岸田首相(自民党総裁)は、年内の衆院解散・総選挙を見送る方向で調整に入った。内閣支持率の低迷を踏まえ、最重要課題に位置づける経済の立て直しに当面は専念し、信頼回復に努める。来年9月の任期満了に伴う党総裁選の前に解散に打って出る環境を整えたい考えだ。
首相は、複数の与党幹部に対し、経済対策の裏付けとなる2023年度補正予算案の早期成立や経済対策の実施に「集中したい」との考えを伝えた。
今月下旬が見込まれる補正の成立後、すぐに解散する余地も残されているが、首相は国民の関心は物価高問題への対応にあり、解散で政治空白を生じさせることは理解を得られないとの判断に傾いた。政権浮揚を狙った所得税などの減税が評価されていないことも考慮したとみられる。
首相は2日の記者会見では、衆院解散に関し、「今は先送りできない課題に一意専心に取り組む」と強調していた。
窮屈な政治日程も首相の見送り判断を後押ししたようだ。首相は11月末から、アラブ首長国連邦(UAE)で開かれる「国連気候変動枠組み条約第28回締約国会議(COP28)」への出席を検討している。
11月末以降の解散の場合、12月17日か同24日の投開票が有力となるが、同16~18日には、日本と東南アジア諸国連合(ASEAN)の特別首脳会議が東京で開かれる。首相は会議に合わせ、アジア地域の脱炭素化を進める「アジア・ゼロエミッション共同体」(AZEC)の首脳会合も行う予定だ。
この時期に選挙も行えば、24年度予算の年内編成が困難になり、経済最優先とする政権の姿勢との整合性が問われかねない。

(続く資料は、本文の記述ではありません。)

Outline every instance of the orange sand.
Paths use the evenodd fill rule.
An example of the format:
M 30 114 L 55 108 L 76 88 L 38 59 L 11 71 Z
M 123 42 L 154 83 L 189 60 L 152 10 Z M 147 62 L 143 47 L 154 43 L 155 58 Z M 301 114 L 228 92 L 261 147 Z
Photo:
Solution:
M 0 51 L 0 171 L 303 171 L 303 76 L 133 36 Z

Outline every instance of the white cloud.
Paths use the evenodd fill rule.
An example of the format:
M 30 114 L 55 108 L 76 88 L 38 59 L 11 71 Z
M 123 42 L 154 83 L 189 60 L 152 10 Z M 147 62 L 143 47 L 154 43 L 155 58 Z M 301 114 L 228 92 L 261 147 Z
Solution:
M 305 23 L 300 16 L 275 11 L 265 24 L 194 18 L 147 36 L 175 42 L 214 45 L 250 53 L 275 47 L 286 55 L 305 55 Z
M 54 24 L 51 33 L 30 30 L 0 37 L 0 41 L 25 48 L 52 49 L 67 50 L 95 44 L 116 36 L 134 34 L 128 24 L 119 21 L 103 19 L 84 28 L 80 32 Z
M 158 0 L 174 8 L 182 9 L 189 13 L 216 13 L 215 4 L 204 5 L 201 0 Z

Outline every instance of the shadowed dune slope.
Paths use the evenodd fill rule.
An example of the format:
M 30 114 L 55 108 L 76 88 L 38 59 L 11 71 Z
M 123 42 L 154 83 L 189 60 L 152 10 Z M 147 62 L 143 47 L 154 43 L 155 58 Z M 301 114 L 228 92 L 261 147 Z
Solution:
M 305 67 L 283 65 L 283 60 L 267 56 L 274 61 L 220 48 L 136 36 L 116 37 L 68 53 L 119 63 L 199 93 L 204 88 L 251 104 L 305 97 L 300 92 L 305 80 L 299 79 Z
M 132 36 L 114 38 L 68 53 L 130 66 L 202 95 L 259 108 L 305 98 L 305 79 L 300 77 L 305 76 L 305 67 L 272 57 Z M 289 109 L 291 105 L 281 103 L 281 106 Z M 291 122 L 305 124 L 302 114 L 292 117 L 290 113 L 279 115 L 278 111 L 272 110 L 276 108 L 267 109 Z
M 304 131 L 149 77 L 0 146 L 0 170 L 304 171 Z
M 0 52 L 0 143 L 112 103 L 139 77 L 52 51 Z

今後の解散のタイミングとしては、24年度予算の成立後の来春以降が有力な選択肢となる。自民党内では、「支持率回復には相当の時間が必要だ」との見方が多い。首相は賃上げを実現したうえで、再選を期す総裁選前に衆院選で勝利し、総裁選を無風で乗り切る戦略を軸に、解散時期を見極める意向だ。現在の衆院議員は25年10月30日に任期満了を迎える。